Marketing Social Media

Viral Hashtags Like #SochiProblems Impact Brand Reputation

Seeing content go viral is a dream come true for content marketers, and viral hashtags can play a major role in this. However, just because something goes viral doesn’t mean it will paint a brand in a positive light. All too often, negative stories about organizations spread across the Web like wildfire and leave a negative reputation in their wake. Most recently, the International Olympic Committee (IOC) has been afflicted by its own viral trend issue. The hashtag #SochiProblems has amassed a large following on Twitter and throughout social media, leaving many people snickering about the IOC, Russia and the Olympics in general.

Olympic organizers have learned a very important lesson: They can’t control how their efforts will be perceived. The same goes for content marketers. Marketers can create fresh, original content, but once it’s picked up by social media, it’s out of their control. Unless there’s a solid content marketing strategy in place, that is. Being careful and measured in every phase of content development is essential, and crafting response strategies needs to be part of the planning process. Only then can a company prevent viral hashtags like #SochiProblems from being created or, at the very least, minimize such a hashtag’s potential damage.

This hashtag has been an outlet for frustrated journalists and athletes who were met with less-than-ideal accommodations when arriving in Sochi, Russia. From orange-brown water to missing doorknobs to nonexistent hotel lobbies, the hashtag has served as a means for interested parties to air their grievances. Some people are just chiming in on the fun from other countries. A college student even set up the popular @SochiProblems account to aggregate the best uses of the hashtag. According to Mashable, the #SochiProblems hashtag was more popular leading up to the Olympics opening ceremony than #TeamUSA or #Putin.

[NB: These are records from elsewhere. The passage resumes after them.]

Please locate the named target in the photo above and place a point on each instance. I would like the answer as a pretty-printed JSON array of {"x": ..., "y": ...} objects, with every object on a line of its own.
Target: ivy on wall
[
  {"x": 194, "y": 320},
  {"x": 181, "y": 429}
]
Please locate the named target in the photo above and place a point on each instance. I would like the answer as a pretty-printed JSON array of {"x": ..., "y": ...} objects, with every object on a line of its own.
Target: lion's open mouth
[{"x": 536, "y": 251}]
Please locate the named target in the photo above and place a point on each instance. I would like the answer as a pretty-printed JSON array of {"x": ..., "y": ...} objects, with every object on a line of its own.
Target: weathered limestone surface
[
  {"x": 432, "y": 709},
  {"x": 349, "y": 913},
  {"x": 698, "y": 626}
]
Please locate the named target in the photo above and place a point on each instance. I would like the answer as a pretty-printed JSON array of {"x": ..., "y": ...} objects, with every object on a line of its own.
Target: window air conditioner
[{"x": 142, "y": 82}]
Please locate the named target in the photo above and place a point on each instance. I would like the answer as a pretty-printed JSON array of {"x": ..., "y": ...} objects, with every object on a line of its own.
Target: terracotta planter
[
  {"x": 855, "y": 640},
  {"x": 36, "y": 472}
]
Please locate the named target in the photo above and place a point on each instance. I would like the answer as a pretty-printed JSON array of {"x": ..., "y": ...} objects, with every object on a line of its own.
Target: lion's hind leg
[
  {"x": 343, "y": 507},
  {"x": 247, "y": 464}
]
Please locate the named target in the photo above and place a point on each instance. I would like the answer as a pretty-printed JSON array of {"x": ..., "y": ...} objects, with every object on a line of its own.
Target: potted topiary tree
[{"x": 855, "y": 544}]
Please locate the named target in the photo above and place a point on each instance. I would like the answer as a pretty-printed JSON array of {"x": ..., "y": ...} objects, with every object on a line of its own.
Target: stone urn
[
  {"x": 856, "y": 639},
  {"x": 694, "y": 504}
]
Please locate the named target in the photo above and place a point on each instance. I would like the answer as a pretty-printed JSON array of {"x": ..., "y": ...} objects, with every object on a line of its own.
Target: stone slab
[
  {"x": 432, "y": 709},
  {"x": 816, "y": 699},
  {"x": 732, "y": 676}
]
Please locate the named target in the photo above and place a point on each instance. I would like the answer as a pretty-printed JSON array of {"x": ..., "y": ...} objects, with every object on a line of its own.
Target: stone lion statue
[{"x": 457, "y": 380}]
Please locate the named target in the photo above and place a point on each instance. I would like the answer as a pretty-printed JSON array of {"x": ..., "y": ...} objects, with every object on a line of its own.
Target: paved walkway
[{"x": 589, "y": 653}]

Unfortunately, Russian representatives haven’t been responsive to the complaints, and instead reiterated that conditions aren’t as bad as attendees are making them out to be. The IOC has taken some steps to encourage Russia to step up and fix the issues, according to NPR, but it may be too little too late.

The whole situation at the Olympics should act as a solemn reminder to content marketers everywhere: Viral content associated with a brand can be good, or it can be bad, it all depends on how the content is framed by those who share it. Planning ahead is key for a successful content marketing campaign. Without reputation considerations, marketers’ efforts could leave them with proverbial egg on their face. In short, it’s not enough to create good content, a brand has to be responsive and willing to make changes to accommodate the customers’ needs on the fly. That’s the world social media has brought and it’s only by engaging in it fully that a company can hope to prevent a #SochiProblems-level disaster.